Einde inhoudsopgave
Verordening (EU) 2017/1001 inzake het Uniemerk
Artikel 43 Rechercheverslag
Geldend
Geldend vanaf 06-07-2017
- Bronpublicatie:
14-06-2017, PbEU 2017, L 154 (uitgifte: 16-06-2017, regelingnummer: 2017/1001)
- Inwerkingtreding
06-07-2017
- Bronpublicatie inwerkingtreding:
14-06-2017, PbEU 2017, L 154 (uitgifte: 16-06-2017, regelingnummer: 2017/1001)
- Vakgebied(en)
Intellectuele-eigendomsrecht / Modellen- en merkenrecht
EU-recht / Marktintegratie
Intellectuele-eigendomsrecht / Europees intellectuele-eigendomsrecht
Mededingingsrecht / EU-mededingingsrecht
1.
Het Bureau stelt, op verzoek van de aanvrager van het Uniemerk bij het indienen van de aanvraag, een rechercheverslag van de Europese Unie (‘EU-rechercheverslag’) op, waarin melding wordt gemaakt van ontdekte oudere Uniemerken of oudere aanvragen voor een Uniemerk, die overeenkomstig artikel 8 tegen de inschrijving van het aangevraagde Uniemerk kunnen worden ingeroepen.
2.
Indien de aanvrager bij de indiening van een Uniemerkaanvraag om een rechercheverslag door de centrale bureaus voor de industriële eigendom van de lidstaten verzoekt en de desbetreffende recherchetaks is betaald binnen de voor de betaling van de indieningstaks gestelde termijn, stuurt het Bureau onverwijld een kopie van de aanvraag voor een Uniemerk naar het centraal bureau voor industriële eigendom van elke lidstaat die aan het Bureau kennis heeft gegeven van zijn besluit om met betrekking tot aanvragen voor een Uniemerk een recherche te verrichten in zijn eigen merkenregister.
3.
Elk in lid 2 genoemd centraal bureau voor de industriële eigendom van de lidstaten verstrekken een rechercheverslag, waarin hetzij ontdekte oudere nationale merken, nationale merkaanvragen of merken ingeschreven op grond van in de betrokken lidstaat of lidstaten van kracht zijnde internationale overeenkomsten worden genoemd die overeenkomstig artikel 8 aan de inschrijving van het aangevraagde Uniemerk kunnen worden tegengeworpen, hetzij wordt vermeld dat bij de recherche het bestaan van dergelijke rechten niet is gebleken.
4.
Het Bureau legt, na raadpleging van de in artikel 153 bedoelde raad van bestuur (‘de raad van bestuur’), de inhoud en nadere regelingen van de verslagen vast.
5.
Het Bureau betaalt aan elk centraal bureau voor industriële eigendom een bepaald bedrag voor elk rechercheverslag dat het overeenkomstig lid 3 ontvangt.
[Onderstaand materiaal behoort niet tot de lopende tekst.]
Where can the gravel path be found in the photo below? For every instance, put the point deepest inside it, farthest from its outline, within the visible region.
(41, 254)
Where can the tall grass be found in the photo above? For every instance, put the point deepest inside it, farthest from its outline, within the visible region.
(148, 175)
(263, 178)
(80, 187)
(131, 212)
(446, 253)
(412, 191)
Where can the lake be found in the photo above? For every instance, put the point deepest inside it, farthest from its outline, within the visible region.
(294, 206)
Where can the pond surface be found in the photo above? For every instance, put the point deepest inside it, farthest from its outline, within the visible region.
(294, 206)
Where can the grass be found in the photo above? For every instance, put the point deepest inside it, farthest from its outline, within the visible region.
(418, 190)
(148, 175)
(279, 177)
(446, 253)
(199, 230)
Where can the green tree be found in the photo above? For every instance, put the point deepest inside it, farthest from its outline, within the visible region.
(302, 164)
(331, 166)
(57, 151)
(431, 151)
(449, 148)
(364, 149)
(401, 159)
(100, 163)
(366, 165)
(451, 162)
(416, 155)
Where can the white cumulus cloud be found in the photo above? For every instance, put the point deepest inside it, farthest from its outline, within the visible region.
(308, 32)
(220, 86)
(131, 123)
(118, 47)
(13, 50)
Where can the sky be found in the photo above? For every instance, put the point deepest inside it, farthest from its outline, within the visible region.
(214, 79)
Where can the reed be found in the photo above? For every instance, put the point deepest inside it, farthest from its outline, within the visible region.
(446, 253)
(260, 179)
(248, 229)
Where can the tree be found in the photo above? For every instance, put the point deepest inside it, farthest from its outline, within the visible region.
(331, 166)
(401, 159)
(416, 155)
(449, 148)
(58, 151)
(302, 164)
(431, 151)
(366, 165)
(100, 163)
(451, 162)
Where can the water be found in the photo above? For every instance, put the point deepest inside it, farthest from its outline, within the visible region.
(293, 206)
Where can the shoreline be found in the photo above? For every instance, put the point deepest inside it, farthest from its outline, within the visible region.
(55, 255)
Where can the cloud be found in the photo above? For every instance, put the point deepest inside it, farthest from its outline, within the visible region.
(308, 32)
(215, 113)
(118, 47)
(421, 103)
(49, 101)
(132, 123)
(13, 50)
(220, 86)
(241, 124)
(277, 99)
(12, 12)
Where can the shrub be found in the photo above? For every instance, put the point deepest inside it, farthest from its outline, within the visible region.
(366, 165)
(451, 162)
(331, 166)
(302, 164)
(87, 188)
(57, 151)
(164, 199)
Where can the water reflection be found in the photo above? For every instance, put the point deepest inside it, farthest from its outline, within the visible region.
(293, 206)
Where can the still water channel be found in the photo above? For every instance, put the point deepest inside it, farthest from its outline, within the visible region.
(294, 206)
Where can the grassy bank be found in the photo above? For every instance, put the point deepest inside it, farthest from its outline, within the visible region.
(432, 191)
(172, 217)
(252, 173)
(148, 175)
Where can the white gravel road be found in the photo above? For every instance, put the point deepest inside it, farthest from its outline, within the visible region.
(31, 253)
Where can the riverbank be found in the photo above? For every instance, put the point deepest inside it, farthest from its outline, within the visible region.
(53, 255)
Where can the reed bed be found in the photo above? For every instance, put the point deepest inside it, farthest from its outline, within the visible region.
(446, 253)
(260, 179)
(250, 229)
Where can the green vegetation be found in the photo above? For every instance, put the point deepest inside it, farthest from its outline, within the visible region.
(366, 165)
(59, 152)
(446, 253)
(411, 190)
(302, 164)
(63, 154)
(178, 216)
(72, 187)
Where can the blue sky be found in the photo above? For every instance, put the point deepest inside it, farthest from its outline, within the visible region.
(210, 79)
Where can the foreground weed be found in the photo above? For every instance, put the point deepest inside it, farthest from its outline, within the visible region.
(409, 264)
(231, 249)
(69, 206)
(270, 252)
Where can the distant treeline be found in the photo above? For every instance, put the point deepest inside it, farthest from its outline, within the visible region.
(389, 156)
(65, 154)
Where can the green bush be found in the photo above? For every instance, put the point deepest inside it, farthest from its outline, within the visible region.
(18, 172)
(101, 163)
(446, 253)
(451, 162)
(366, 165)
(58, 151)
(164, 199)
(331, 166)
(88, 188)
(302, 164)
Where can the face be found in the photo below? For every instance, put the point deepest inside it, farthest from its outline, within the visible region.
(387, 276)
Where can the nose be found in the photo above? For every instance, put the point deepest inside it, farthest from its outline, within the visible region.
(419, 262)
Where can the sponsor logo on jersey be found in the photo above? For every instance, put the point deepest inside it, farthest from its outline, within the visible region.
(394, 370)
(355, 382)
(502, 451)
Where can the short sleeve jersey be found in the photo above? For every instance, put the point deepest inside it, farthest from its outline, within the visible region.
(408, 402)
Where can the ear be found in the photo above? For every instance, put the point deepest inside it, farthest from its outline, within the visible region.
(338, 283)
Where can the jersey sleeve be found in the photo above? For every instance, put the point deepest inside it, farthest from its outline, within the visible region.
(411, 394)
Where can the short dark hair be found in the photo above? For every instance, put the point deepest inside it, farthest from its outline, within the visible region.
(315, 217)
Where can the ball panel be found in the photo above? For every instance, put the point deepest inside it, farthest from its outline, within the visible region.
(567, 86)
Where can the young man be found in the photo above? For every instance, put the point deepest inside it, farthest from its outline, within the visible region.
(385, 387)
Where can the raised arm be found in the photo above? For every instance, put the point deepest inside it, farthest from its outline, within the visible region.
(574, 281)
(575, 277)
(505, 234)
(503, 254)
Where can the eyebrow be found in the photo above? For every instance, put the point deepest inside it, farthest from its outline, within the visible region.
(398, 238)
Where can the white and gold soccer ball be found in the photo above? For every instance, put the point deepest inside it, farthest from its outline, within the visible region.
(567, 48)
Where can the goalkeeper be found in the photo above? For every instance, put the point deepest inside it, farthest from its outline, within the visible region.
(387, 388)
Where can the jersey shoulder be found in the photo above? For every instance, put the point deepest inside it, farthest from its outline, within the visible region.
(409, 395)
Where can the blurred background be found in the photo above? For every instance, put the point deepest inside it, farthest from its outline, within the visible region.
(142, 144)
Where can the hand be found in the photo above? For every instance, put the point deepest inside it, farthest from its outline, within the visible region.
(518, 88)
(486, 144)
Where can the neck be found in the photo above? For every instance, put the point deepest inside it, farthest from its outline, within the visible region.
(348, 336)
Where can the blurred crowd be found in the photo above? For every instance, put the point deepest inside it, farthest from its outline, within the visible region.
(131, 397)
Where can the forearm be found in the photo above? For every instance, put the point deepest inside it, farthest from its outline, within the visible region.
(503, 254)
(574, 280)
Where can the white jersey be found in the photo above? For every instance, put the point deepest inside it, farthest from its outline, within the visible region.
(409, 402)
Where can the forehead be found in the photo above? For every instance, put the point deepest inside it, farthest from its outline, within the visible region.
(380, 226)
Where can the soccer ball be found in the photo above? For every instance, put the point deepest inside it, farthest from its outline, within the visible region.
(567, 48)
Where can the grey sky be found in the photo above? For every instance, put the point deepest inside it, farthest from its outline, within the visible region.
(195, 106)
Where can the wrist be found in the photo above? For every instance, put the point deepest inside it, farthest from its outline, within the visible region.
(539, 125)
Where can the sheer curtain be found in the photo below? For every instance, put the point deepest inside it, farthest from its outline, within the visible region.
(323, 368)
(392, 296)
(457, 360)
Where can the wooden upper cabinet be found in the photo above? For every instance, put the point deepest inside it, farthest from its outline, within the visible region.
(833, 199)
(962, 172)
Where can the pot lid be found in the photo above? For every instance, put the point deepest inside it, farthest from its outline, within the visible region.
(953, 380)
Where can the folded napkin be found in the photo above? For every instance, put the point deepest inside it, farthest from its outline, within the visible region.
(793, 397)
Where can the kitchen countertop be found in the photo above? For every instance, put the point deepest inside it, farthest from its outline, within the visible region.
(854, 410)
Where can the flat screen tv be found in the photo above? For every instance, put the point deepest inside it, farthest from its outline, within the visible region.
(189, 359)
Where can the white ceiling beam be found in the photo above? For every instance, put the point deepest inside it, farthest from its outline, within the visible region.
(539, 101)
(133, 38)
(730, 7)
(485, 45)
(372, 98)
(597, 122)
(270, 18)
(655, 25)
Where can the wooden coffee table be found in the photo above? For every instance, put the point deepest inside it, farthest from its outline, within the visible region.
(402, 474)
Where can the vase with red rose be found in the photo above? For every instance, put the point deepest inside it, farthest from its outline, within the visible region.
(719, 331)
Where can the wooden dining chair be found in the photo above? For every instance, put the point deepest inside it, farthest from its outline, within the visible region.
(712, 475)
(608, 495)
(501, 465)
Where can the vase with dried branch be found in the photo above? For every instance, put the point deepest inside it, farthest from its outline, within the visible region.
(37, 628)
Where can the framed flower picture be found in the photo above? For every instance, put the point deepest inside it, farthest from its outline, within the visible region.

Dit bedrag is voor elk bureau hetzelfde en wordt bij een met een meerderheid van drie vierde van de vertegenwoordigers der lidstaten genomen besluit vastgesteld door het Begrotingscomité.
6.
Het Bureau doet het EU-rechercheverslag en alle ontvangen nationale rechercheverslagen waarom is verzocht, toekomen aan de aanvrager van het Uniemerk.
7.
Bij de publicatie van de aanvraag voor een Uniemerk stelt het Bureau de houders van oudere Uniemerken of Uniemerkaanvragen die worden genoemd in het EU-rechercheverslag, in kennis van de publicatie van de aanvraag voor een Uniemerk. Dat geldt ongeacht of de aanvrager om het EU-rechercheverslag heeft verzocht, tenzij de houder van een oudere inschrijving of aanvraag erom verzoekt de kennisgeving niet te ontvangen.